Starring Julianne Moore, Dennis Quaid, Dennis Haysbert

 

Far From Heaven

Irony is the gift that time and distance give us from the events of the past; as has been said, if we are to repeat the past we must do it as farce. Todd Haynes's film "Far From Heaven" has forgotten that the world is 45 years beyond the Hartford, Connecticut of 1957, where he has set his film, and it pays a terrible price for his refusal to acknowledge this fact.

"Far From Heaven" is the story of Cathy and Frank Whitaker (Julianne Moore and Dennis Quaid), popular and successful suburban couple with two children and many friends. Only Frank is a closeted gay and Cathy begins what turns out to be a scandalous friendship with their black gardener. The couple are presented as though we have never seen nor lived through a) the sexual revolution and b) the civil rights movement, and so without irony or perspective we must spend an hour and three quarters painfully rehearsing events and acts that we have long since committed to memory. It is a bizarre act of hubris on Haynes's part, and it makes for a terrible movie.

Among many other problems, Haynes has written a script that gives his people lines no real human being would have said to another, in 1957 or any other year. They are the kind of lines we only hear in the movies - the kind that Douglas Sirk's characters spoke at the time. Why recreate the films of the past, and expect us to believe that they were real life?
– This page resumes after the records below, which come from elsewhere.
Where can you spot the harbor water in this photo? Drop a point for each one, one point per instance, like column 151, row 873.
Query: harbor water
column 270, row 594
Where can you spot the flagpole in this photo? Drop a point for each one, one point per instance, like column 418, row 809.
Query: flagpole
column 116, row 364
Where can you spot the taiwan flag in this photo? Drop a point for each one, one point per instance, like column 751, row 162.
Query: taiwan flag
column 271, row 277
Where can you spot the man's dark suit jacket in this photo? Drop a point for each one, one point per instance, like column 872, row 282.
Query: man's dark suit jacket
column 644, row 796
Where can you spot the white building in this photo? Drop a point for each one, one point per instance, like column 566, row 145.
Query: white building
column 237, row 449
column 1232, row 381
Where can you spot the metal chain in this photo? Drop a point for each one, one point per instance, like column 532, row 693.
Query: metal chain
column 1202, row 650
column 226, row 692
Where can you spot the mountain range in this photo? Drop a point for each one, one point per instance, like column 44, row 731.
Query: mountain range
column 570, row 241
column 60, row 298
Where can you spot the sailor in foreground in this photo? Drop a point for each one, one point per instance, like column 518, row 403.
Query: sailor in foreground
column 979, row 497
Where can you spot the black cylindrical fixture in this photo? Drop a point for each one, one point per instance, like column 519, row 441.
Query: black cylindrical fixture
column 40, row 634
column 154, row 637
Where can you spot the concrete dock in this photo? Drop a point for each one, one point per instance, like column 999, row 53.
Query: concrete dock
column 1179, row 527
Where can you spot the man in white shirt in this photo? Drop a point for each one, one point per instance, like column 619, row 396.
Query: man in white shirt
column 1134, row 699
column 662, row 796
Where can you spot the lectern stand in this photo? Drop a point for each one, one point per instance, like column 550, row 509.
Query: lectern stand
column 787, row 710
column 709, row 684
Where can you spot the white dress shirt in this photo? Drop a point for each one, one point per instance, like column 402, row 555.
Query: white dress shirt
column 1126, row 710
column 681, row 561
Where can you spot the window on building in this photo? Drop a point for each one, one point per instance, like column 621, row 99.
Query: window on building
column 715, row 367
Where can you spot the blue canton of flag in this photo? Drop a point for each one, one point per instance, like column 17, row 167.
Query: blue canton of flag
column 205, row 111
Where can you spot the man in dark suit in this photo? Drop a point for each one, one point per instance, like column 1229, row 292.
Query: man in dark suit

They were always just films, and we've already seen them.

And once again we have the sacrificial character of the noble black man - the gardener, Raymond Deagan (Denis Haysbert), whom the film saddles with a degree in business, plus the burden of being a widower with a lovely 11-year-old daughter. Please. How many times do we have to see "Imitation of Life"?

The other performances are dismal. Moore, a fine actress, is required here to submerge herself in the persona of a naïve hostess and station-wagon mother, pretending that she's never heard of the real world. Quaid, who has done much better elsewhere, is very much two-notes - the corporate executive, the guilty husband. His role is all externals, all gestures, but no feeling, no understanding. Haynes would no doubt say that's exactly what he meant when he wrote it.

But the script, and the letter-perfect direction, and the letter-perfect production design, and the letter-perfect costumes, are not for one instant believable today. I'm aware that there are many critics who call this one of the best films of 2002. I am not one of them. It's as though Haynes set out deliberately to play a joke on us, from the meaningless title to the meaningless story. What a waste.